Mindfulness As Preventative Medicine: Incorporating these simple tools can make a big difference, says Steve Price
Jan 02, 2015 12:41PM
● By Steve Price
The impact of the mind on the body is not only obvious, but profound. Mindfulness has been shown to be effective in addressing everything from high blood pressure to depression. Through simple awareness practices, we can dramatically change our relationship to our bodies and nip a number of issues in the bud. An estimated 75 percent to 90 percent of doctor visits are stress-related. However, stress itself is not the problem. It's how we think about stress that affects the way in which our bodies respond.
Researchers at the University of Wisconsin-Madison found people that report high levels of stress in their lives, but don't view stress as necessarily harmful, live longer than those that report little or no stress, but view stress as detrimental. In many cases, it's our resistance to stress that puts the body in a state of distress. Where does this resistance originate? The mind. When the mind is conditioned to react to certain stressors, the sympathetic (fight-or-flight) nervous system is overstimulated and a chain reaction ensues: stress hormones are released in excess, blood vessels contract, breathing becomes disturbed and several other issues arise and become aggravated over time as the cycle is perpetuated.
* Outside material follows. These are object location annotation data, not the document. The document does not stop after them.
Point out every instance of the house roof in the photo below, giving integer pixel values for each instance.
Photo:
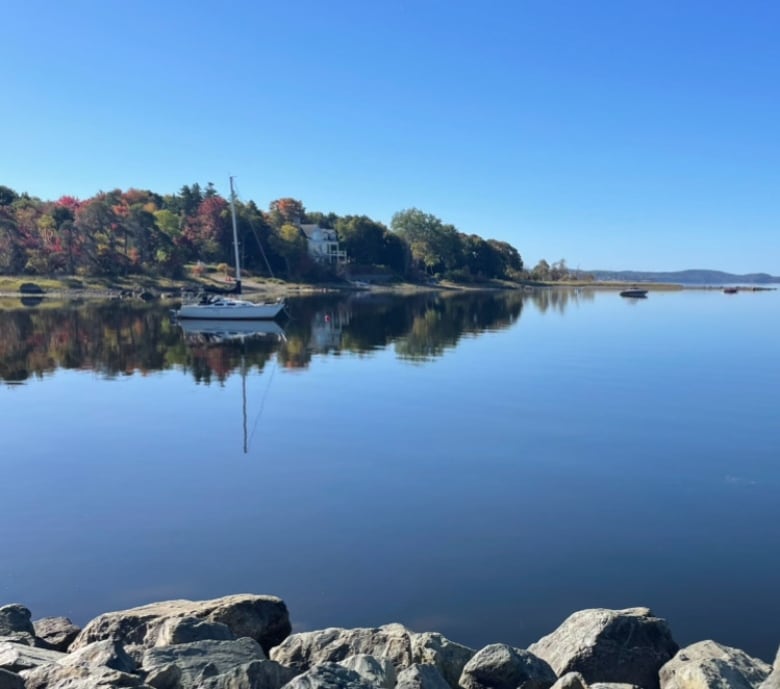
(309, 229)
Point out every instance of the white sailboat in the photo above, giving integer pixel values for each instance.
(223, 307)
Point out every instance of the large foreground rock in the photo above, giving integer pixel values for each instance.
(259, 674)
(499, 666)
(262, 618)
(773, 681)
(394, 642)
(710, 665)
(200, 660)
(57, 633)
(15, 618)
(56, 676)
(329, 676)
(10, 680)
(107, 653)
(421, 677)
(16, 657)
(624, 646)
(379, 671)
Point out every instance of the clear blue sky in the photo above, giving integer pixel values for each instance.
(614, 134)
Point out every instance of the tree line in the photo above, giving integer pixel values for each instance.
(139, 232)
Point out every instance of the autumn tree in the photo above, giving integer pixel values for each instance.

Through mindfulness, we can interrupt the fight-or-flight response and balance it by activating the parasympathetic (rest-and-restore) nervous system. Stress is inevitable. Even if we decide not to get out of bed in the morning or go to a cave to meditate for 20 years, there will be stress in one form or another. The good news is that we can train our minds to respond, rather than react. Here are three simple, but powerful preventative tools:
Pause. Physical reactions to stressors are often habitual and unconscious—perhaps tensing the jaw or the shoulders. It may seem counterintuitive to do nothing, but a simple pause is sometimes all it takes to interrupt a reactive pattern. Instead of gripping, do the opposite. Relax.
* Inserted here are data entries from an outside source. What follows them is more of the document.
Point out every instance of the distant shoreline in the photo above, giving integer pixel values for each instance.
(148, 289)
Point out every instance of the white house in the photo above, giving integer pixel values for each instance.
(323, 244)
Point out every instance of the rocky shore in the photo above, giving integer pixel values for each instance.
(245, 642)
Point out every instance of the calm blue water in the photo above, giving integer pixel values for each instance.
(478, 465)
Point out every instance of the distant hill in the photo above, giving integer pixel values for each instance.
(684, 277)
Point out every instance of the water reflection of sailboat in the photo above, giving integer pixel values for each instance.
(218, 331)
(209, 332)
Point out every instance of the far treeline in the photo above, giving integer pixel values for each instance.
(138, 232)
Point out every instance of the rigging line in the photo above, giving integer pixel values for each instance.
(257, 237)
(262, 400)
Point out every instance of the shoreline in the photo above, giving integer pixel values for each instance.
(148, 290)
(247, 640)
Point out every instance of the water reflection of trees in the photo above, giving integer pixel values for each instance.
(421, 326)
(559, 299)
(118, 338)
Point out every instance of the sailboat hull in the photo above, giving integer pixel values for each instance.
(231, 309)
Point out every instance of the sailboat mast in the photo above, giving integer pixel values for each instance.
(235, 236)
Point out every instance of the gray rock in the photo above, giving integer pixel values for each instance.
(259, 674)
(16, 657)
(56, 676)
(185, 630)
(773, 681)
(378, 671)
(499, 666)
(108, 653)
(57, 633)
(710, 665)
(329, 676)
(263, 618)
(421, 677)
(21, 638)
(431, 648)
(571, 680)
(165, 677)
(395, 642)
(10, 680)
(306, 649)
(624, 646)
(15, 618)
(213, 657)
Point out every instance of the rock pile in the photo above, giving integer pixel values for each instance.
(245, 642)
Breathe. When we react, we tend to hold our breath. Soften the abdomen, and let the breath flow slowly and deeply, without strain. Our breath mirrors our mental state. Noticing our breath throughout the day whenever it occurs to us will help establish a calm, clear mind.
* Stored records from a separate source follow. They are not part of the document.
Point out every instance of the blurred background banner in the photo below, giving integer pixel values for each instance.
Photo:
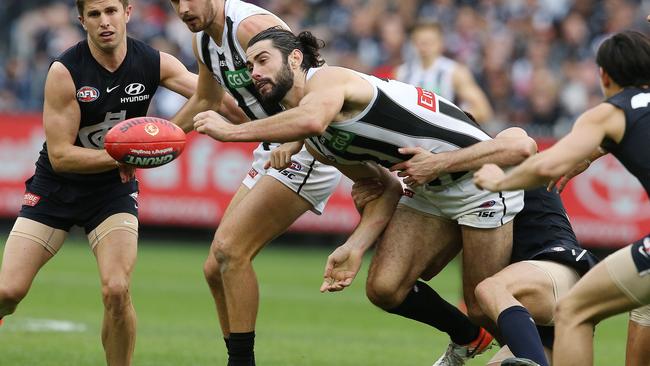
(606, 205)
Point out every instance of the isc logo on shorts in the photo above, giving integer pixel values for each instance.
(30, 199)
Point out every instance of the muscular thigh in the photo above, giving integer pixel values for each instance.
(485, 252)
(266, 211)
(414, 245)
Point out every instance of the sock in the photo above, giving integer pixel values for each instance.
(520, 333)
(240, 349)
(423, 304)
Feel. Be it a physical sensation or an emotion, we must allow ourself the time to actually feel it. Don't stop the feeling by judging or analyzing it. By staying with the feeling, we can process and release it relatively quickly, rather than stuffing it and storing it as tension in the body. Through mindfulness, we can increase the amount of stress we can handle before we go into distress. In other words, we learn to relax with more.
The body is remarkably intelligent. As we begin to eat, breathe, exercise and live more mindfully, we develop a deeper awareness, understanding and appreciation of our bodies and the compassion to treat ourselves with kindness and respect.